Предыдущий опыт подсказывал: если пожаловаться метрдотелю, тут же явится служащий, добросовестно израсходует на борьбу с пронырливыми насекомыми большой флакон ужасно вонючей жидкости – дихлофоса. Однако победителями из этой схватки человека, точнее – «волшебницы-химии» – с тварями, уже несколько миллионов лет обитающими на Земле, выйдут всё-таки «бараты», некоторые особи которых напоминают своими размерами подросших мышат.
Приняв душ и переодевшись, Вольфганг выпил банку ледяного пива, закусил солёными орешками и спустился в холл. У дверей стояло несколько потрёпанных такси неопределённого цвета и возраста. Вольфганг кивнул шофёру одного из них и отправился по указанному священником адресу.
В скромном двухэтажном особняке долго не отзывались на кнопку электрического звонка. Прошло минут пять, пока Вольфганг догадался, что это устройство не работает. Постучал ключами от своего офиса в массивную деревянную дверь, давно не знавшую краски. Окна первого этажа осветились тусклым светом, и в проёме двери появился худощавый молодой мулат. Он долго, внимательно слушал Вольфганга. Буркнув «Подождите!», бесцеремонно захлопнул дверь и надолго исчез. Возвратился в сопровождении двух бородатых мужчин лет сорока, в которых Вольфганг без труда узнал соотечественников, хотя изъяснялись они на португальском языке почти безупречно.
Он назвался и предъявил визитную карточку. Сообщил, что адресом его снабдил священник из Блуменау.

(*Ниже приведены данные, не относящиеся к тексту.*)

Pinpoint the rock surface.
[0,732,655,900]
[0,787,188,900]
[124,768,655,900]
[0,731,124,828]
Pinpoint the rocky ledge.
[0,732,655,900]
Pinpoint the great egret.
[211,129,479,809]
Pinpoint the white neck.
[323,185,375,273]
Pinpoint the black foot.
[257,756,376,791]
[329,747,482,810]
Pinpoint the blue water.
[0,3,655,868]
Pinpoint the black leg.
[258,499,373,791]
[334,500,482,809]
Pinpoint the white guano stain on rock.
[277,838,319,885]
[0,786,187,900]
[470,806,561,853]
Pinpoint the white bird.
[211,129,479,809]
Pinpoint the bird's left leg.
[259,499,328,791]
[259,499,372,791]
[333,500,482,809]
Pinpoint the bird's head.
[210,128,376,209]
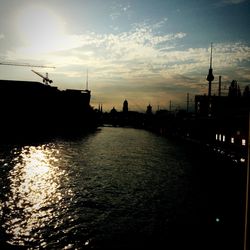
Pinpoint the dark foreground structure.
[0,80,96,141]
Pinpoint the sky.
[0,0,250,112]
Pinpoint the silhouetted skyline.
[0,0,250,111]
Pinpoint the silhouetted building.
[0,80,95,139]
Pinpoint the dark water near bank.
[0,127,246,249]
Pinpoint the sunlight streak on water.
[4,144,72,246]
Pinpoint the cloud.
[110,1,131,21]
[3,19,250,111]
[215,0,247,7]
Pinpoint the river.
[0,127,246,249]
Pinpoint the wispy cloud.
[215,0,247,7]
[110,1,131,21]
[3,19,250,110]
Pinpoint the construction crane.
[0,62,56,69]
[31,69,53,85]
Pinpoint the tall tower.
[207,43,214,96]
[122,100,128,113]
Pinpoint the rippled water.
[0,127,245,249]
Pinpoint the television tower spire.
[207,43,214,96]
[86,69,89,90]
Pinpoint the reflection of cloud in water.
[4,144,73,246]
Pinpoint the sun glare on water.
[17,5,65,54]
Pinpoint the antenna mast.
[86,69,89,90]
[207,43,214,96]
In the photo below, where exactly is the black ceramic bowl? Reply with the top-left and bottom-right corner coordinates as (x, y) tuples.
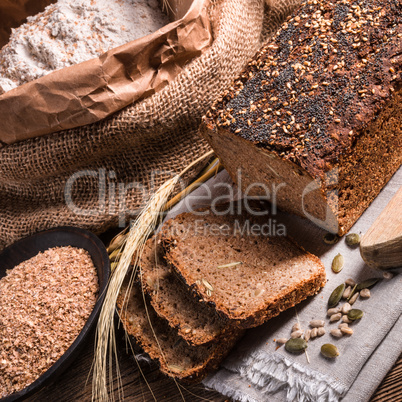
(0, 227), (110, 402)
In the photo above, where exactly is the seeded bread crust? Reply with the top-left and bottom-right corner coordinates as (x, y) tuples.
(201, 0), (402, 235)
(161, 204), (326, 328)
(139, 238), (234, 345)
(117, 282), (243, 383)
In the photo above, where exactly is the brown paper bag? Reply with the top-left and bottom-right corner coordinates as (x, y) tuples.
(0, 0), (297, 248)
(0, 0), (212, 144)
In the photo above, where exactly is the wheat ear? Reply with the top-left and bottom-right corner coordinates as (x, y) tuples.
(92, 151), (213, 401)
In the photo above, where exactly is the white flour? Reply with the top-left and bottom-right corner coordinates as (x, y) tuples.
(0, 0), (169, 94)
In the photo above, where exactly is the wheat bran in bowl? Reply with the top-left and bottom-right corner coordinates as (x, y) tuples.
(0, 246), (99, 398)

Но это не ослабило нескрываемую настороженность, с которой оба встретили пришельца. Отлучившись на несколько минут, вернулись, нехотя пригласили войти в прихожую и осведомились, чем могут быть полезны.
Вольфганг принялся импровизировать довольно складную, как ему казалось, легенду о тоске по братьям по оружию, уцелевшим в мясорубке войны. Однако собеседники прервали незваного гостя, сказав, что они – единственные немцы «в этом проклятом захолустье», и по возрасту никак не могли быть участниками Второй мировой. Занимаются, мол, биологическими исследованиями местной фауны и флоры уже давно. Прижились, женились на бразильянках, завели детей.
Один из хозяев выразительно посмотрел на часы, и Вольфганг счёл за благо ретироваться.
Ближайший рейс в Бразилиа был только утром следующего дня. Вольфганг зашёл в дешёвый, но чистый ресторанчик, выбрал по совету словоохотливого хозяина «фейжоаду». После сытного фасолево-мясного ужина решил прогуляться по главной улице городка, обсаженной огромными манговыми деревьями. Время от времени увесистый упругий плод срывался с ветви и смачно разбивался об асфальт или о крыши припаркованных автомашин. Чтобы не схлопотать нокаутирующий удар в голову, Вольфганг предпочёл держаться поближе к лужайкам перед домами. Потом свернул на первую же улицу – как оказалось, плохо освещённую и безлюдную.
Пройдя сотню метров, он увидел, как перед одноэтажным неприметным коттеджем остановился длинный белый «Линкольн». Из него вышли двое недавних знакомцев. Оглядевшись по сторонам, бородачи открыли заднюю дверцу машины и помогли выбраться высокому худому старику, который держался так, будто его тело закостенело и потеряло способность сгибаться.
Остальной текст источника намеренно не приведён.